NVIDIA Kepler speculation thread

Discussion in 'Architecture and Products' started by Kaotik, Sep 21, 2010.

  1. 3dilettante

    Legend Alpha

    Joined:
    Sep 15, 2003
    Messages:
    6,719
    Location:
    Well within 3d
    It's more accurate data that is tens of millions to a hundred million cycles out of date with the latency of the off-die control loop.
    A measurement can be several frames out of date, in more relatable terms.

    The comparison is between a having an accurate thermometer that gives you the temperature of last week compared to a somewhat less precise model that tells you how hot it is today.

    A more advanced scheme might be a less conservative counter-based system with feedback from voltage and current measurements to tamp it down if it gets too aggressive.

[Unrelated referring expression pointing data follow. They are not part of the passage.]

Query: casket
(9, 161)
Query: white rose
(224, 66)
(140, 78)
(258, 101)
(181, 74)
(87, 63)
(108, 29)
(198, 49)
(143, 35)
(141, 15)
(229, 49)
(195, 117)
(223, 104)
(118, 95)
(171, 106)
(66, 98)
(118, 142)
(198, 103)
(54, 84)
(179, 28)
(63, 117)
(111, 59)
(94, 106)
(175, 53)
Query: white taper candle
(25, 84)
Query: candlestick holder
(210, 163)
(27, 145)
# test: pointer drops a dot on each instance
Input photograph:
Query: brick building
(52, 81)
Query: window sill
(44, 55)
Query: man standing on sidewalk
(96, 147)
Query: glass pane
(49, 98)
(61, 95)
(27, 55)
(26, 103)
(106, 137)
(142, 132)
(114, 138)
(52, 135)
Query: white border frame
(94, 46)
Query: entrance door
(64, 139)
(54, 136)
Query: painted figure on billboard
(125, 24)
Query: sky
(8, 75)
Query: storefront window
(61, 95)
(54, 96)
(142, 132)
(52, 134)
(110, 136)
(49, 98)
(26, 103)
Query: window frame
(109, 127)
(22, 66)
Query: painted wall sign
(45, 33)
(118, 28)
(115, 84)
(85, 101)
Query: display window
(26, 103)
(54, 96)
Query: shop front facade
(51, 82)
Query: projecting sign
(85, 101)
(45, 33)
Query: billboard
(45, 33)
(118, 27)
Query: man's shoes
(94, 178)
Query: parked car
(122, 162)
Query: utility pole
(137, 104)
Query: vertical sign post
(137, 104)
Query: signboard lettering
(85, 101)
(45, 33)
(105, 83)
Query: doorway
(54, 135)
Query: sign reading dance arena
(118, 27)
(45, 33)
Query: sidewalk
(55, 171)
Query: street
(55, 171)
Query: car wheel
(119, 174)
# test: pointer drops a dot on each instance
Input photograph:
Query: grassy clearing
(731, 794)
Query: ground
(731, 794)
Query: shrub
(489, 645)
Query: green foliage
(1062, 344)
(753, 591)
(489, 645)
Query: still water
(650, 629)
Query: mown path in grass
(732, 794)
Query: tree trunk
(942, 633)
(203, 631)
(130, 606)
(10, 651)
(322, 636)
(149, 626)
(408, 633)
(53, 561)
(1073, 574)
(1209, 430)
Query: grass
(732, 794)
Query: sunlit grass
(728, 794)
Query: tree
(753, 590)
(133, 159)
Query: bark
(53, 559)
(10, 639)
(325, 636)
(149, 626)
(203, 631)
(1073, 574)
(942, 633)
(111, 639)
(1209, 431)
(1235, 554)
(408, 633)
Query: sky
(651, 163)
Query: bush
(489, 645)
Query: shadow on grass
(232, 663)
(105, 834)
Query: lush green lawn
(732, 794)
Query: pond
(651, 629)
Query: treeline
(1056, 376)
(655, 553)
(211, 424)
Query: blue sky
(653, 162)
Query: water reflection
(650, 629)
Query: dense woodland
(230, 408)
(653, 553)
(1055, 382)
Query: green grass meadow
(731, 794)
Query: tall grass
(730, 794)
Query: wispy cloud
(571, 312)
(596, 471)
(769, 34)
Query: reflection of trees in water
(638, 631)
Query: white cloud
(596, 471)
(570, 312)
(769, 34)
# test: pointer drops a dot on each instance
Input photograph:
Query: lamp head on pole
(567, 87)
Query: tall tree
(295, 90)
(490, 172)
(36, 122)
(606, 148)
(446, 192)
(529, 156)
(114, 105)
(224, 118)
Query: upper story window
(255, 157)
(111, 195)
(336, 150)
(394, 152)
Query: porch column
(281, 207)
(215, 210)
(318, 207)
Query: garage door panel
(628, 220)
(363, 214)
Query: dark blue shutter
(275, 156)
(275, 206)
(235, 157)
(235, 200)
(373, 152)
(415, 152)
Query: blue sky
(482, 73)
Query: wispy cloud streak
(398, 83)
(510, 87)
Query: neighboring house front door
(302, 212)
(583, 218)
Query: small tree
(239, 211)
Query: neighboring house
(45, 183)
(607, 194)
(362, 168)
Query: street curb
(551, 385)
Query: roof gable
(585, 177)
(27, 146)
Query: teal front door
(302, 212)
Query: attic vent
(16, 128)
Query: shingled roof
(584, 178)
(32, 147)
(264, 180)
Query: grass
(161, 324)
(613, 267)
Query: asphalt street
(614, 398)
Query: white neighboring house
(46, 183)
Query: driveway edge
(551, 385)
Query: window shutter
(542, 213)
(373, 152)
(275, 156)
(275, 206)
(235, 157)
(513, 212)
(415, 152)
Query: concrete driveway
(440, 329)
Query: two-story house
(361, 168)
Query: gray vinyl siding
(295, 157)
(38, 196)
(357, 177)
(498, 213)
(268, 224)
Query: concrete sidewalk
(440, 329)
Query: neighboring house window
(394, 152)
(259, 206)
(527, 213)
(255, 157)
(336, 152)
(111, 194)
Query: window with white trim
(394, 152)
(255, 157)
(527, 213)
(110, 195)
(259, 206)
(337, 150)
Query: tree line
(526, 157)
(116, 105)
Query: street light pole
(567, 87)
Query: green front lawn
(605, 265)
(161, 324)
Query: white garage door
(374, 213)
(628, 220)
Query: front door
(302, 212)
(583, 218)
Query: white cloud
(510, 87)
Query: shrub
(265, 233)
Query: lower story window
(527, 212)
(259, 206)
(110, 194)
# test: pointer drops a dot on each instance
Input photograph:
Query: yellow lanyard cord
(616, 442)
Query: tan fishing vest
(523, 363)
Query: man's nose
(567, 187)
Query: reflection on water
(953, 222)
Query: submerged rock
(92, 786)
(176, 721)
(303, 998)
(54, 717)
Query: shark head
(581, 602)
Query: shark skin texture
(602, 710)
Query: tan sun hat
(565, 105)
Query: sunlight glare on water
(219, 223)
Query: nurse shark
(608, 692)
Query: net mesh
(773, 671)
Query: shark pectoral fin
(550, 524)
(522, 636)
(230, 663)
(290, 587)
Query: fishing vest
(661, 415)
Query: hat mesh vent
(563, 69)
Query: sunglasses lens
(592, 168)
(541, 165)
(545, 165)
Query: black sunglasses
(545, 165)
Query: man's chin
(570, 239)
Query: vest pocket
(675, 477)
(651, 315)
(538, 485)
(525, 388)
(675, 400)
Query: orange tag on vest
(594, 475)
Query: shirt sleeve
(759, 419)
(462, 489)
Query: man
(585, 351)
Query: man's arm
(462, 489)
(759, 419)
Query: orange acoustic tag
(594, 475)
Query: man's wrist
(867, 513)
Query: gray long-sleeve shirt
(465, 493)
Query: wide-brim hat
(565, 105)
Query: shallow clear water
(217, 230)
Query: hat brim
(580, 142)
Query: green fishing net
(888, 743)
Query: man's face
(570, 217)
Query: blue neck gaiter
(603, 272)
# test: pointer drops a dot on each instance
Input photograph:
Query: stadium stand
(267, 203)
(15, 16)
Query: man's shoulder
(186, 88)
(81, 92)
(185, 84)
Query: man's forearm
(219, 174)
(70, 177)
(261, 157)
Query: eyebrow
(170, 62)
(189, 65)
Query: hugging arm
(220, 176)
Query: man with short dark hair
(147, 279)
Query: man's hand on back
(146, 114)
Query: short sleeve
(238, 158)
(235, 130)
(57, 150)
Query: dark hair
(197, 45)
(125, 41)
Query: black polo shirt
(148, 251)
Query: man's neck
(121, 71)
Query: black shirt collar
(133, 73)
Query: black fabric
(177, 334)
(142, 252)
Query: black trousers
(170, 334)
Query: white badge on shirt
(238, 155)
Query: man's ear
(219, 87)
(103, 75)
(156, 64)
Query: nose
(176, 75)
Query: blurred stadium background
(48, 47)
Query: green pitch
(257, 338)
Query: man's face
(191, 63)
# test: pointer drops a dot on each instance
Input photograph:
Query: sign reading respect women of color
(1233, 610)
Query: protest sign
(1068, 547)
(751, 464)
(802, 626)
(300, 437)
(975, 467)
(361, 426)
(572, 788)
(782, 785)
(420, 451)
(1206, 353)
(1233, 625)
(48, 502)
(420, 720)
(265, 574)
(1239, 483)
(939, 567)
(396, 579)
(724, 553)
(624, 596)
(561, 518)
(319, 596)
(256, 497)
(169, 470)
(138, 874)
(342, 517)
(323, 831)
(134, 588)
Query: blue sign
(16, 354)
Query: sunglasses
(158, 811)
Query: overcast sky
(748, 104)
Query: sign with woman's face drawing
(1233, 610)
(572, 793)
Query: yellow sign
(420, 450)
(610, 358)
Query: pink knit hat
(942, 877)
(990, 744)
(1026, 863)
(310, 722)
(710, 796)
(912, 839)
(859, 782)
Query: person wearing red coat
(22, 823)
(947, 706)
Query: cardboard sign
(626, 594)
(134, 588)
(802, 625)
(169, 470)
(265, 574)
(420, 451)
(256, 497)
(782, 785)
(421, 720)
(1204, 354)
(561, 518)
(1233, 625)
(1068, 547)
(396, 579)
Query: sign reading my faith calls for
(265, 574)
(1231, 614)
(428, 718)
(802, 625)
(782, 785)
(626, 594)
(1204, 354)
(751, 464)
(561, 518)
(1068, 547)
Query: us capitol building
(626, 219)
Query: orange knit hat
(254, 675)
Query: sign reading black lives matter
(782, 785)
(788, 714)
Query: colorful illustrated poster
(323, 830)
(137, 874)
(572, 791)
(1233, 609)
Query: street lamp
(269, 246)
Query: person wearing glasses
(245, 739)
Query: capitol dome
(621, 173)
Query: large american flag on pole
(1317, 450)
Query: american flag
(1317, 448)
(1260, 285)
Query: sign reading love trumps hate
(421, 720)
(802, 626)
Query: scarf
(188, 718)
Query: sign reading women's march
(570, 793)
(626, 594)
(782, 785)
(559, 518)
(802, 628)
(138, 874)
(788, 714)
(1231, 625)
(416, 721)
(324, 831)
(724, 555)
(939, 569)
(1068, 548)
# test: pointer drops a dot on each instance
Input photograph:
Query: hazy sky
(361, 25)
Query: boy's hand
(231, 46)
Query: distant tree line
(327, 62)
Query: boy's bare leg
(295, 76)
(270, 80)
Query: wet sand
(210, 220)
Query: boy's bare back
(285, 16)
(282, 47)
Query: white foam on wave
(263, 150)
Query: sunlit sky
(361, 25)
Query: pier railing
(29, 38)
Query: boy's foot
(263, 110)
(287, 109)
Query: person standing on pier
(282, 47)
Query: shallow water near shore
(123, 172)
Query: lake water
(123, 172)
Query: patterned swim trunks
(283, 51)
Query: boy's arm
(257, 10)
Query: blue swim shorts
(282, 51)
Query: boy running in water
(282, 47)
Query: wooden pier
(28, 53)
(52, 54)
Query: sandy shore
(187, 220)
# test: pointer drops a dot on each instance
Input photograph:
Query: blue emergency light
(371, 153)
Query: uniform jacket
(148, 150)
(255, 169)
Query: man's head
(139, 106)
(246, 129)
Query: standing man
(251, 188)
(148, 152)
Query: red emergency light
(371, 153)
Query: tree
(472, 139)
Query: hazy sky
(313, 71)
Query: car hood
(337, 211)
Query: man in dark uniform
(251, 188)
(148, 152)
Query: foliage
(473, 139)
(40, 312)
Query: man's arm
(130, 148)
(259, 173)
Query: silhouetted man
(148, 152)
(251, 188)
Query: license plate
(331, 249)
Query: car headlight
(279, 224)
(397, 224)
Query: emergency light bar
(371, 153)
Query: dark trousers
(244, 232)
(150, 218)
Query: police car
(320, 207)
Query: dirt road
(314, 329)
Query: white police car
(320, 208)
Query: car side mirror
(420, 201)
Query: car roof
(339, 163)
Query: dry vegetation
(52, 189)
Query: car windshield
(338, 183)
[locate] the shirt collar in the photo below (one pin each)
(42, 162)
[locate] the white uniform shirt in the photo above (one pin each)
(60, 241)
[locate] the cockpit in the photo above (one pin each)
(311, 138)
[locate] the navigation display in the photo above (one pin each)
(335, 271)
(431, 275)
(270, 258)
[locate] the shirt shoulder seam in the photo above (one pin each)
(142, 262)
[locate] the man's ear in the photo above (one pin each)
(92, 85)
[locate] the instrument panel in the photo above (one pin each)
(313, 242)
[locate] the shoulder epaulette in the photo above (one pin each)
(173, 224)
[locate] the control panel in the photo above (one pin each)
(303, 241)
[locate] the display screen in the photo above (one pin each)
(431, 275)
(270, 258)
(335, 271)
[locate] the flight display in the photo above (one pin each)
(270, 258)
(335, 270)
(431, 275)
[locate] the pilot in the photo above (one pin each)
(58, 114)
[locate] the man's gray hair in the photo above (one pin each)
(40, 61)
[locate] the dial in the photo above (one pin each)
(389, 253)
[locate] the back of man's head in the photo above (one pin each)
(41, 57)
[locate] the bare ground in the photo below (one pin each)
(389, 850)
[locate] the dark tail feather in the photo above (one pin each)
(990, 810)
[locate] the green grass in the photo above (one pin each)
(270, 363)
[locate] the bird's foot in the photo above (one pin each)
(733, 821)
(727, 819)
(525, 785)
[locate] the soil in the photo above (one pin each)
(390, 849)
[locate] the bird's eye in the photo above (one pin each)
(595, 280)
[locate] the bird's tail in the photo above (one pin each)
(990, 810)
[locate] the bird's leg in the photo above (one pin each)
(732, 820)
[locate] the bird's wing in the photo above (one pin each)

    Possibly better might be a version of the initial non-digital Foxton that Intel almost used, or if AMD or Nvidia ever manage to get on-die voltage control, the loop can be sped up significantly.
     
  2. Jawed

    Legend

    Joined:
    Oct 2, 2004
    Messages:
    10,617
    Location:
    London
    Is NVidia measuring current and volts or just current and assuming volts? And how does current off-die tell you about the heating effects of that current on die?
     
  3. NathansFortune

    Regular

    Joined:
    Mar 3, 2009
    Messages:
    559
    If it is 40% faster than GK104 it makes GK110 around 50-60% faster than 7970 and up to 90% faster than GTX580.

    In terms of raw performance that is far from fail. Does that raw performance come at too high a die size, sure, but that has been the case for all Nvidia big die chips. What makes 7970 such a big fail is that a 50-60% performance delta hasn't been seen since the days of the G80, ever since then Nvidia have taken compute hits to push their Tesla line while AMD didn't reducing the performance gap all the way down to 20% with the 5870 and GTX480. Now that AMD have taken the same compute hit as Nvidia the 50-60% larger die will have 50-60% better performance...
     
  4. AlphaWolf

    AlphaWolf Specious Misanthrope
    Legend

    Joined:
    May 28, 2003
    Messages:
    8,170
    Location:
    Treading Water
    Is that some new kind of math? For gk110 to be 90% faster than the 580 it would need to be a lot more than 40% faster than the 680. The 680 is not 66% faster than the 580 (not in general anyway).
     
  5. 3dilettante

    Legend Alpha

    Joined:
    Sep 15, 2003
    Messages:
    6,719
    Location:
    Well within 3d
    I've not seen a reference to what measurements Nvidia uses.
    Off-die measurements won't give much detail on localized thermal effects, but Nvidia's tech is described as taking thermal data into account as well.
     
  6. Chalnoth

    Legend

    Joined:
    May 28, 2002
    Messages:
    12,706
    Location:
    New York, NY
    That's not necessarily important. It all depends upon how rapidly heat is dissipated. If the heat is dissipated from the die more slowly than the measurement frequency, then it really does not matter that there is a significant delay there: any current fluctuations on time scales shorter than the dissipation rate are going to get averaged together anyway.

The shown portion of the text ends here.